However, with the above-mentioned conventional backup systems, the data characteristics relating to the backup target data are not considered when a backup is made. A variety of types of backup target data may be considered to exist for the user. For example, if there is also backup target data that needs to undergo backup processing distinctly from other data, there is probably also backup target data that needs to undergo backup processing with an emphasis on security and backup target data for which reliability must be secured as in the case of a backup to a plurality of locations may also be considered to exist.
In order to perform a backup in which the data characteristics of such backup target data are considered, settings with respect to how the backup processing is performed may be considered one at a time. However, the setting of backup processing in such small units is a tedious operation and troublesome for the user.
Accordingly, it is a feature of the present invention to make it possible to perform backup processing that is suited to the data characteristics pertaining to the backup target data by means of a method that is straightforward for the user.
BRIEF SUMMARY OF THE INVENTION
The backup system according to one aspect of the present invention comprises: a backup source computer device that stores backup target data; a plurality of backup destination computer devices each connected to the backup source computer device via a network; a backup mode selector that selects, according to data characteristics of the backup target data, any one backup mode from among a plurality of pre-prepared backup modes; and a backup executor that stores the backup target data by transferring same from the backup source computer device to a backup destination computer device that is selected on the basis of the selected backup mode from among the backup destination computer devices.
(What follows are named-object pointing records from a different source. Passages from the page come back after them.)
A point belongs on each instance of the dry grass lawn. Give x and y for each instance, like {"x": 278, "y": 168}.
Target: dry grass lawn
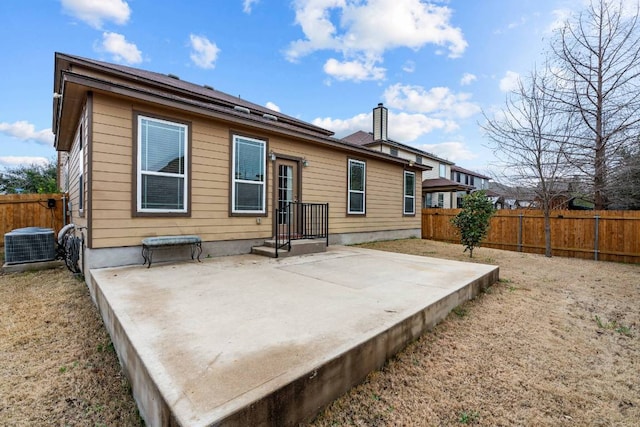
{"x": 556, "y": 342}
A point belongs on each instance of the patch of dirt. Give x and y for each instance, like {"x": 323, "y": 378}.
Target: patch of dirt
{"x": 57, "y": 364}
{"x": 555, "y": 342}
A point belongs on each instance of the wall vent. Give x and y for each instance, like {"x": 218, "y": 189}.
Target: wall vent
{"x": 31, "y": 244}
{"x": 242, "y": 109}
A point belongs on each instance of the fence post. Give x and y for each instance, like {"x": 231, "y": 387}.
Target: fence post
{"x": 520, "y": 232}
{"x": 596, "y": 238}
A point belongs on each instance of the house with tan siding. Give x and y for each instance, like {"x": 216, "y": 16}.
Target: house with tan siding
{"x": 145, "y": 154}
{"x": 437, "y": 189}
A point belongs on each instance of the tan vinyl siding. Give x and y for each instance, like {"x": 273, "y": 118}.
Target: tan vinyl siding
{"x": 324, "y": 180}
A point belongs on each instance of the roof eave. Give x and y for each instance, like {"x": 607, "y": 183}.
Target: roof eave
{"x": 91, "y": 83}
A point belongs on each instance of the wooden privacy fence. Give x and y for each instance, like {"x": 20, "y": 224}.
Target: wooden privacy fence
{"x": 599, "y": 235}
{"x": 30, "y": 210}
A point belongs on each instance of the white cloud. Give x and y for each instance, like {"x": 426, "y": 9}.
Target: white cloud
{"x": 14, "y": 161}
{"x": 453, "y": 151}
{"x": 467, "y": 79}
{"x": 95, "y": 12}
{"x": 560, "y": 17}
{"x": 345, "y": 127}
{"x": 353, "y": 70}
{"x": 409, "y": 67}
{"x": 270, "y": 105}
{"x": 248, "y": 4}
{"x": 439, "y": 101}
{"x": 402, "y": 126}
{"x": 204, "y": 52}
{"x": 26, "y": 131}
{"x": 365, "y": 30}
{"x": 510, "y": 81}
{"x": 120, "y": 49}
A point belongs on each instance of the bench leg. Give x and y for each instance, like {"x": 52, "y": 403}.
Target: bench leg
{"x": 196, "y": 247}
{"x": 146, "y": 254}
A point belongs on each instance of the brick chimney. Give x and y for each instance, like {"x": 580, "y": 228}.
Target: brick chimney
{"x": 380, "y": 123}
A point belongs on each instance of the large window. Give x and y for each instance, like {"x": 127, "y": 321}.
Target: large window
{"x": 357, "y": 184}
{"x": 162, "y": 166}
{"x": 80, "y": 171}
{"x": 248, "y": 176}
{"x": 409, "y": 193}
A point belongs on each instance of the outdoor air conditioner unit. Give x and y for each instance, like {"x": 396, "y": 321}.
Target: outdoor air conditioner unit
{"x": 31, "y": 244}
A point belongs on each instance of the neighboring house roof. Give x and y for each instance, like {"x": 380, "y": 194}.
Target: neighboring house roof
{"x": 365, "y": 139}
{"x": 455, "y": 168}
{"x": 443, "y": 184}
{"x": 75, "y": 75}
{"x": 497, "y": 189}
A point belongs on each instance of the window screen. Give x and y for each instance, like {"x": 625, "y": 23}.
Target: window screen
{"x": 409, "y": 193}
{"x": 162, "y": 174}
{"x": 248, "y": 175}
{"x": 357, "y": 183}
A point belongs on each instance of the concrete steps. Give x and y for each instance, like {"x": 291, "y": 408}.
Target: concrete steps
{"x": 298, "y": 247}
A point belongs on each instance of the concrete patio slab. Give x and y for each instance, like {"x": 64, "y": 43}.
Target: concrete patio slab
{"x": 248, "y": 340}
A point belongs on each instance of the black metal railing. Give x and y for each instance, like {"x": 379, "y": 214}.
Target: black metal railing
{"x": 297, "y": 221}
The backup source computer device and the backup destination computer device may be constituted as a computer system that is capable of using storage devices such as hard disk or semiconductor memory device, as in the case of a file server (NAS (Network Attached Storage)) or similar, for example. The backup source computer device can comprise a file system that is shared by a plurality of users, for example. Examples of backup target data may include data files created by each user, data groups constituting the content of a database, and system files defining the constitution and the like of the user system, and so forth. With this embodiment, backups are performed in file units. Data characteristics can be defined as information denoting the data usage characteristics possessed by the backup target data, for example, and can be classified in accordance with the purpose for using the backup target data, and the form of usage.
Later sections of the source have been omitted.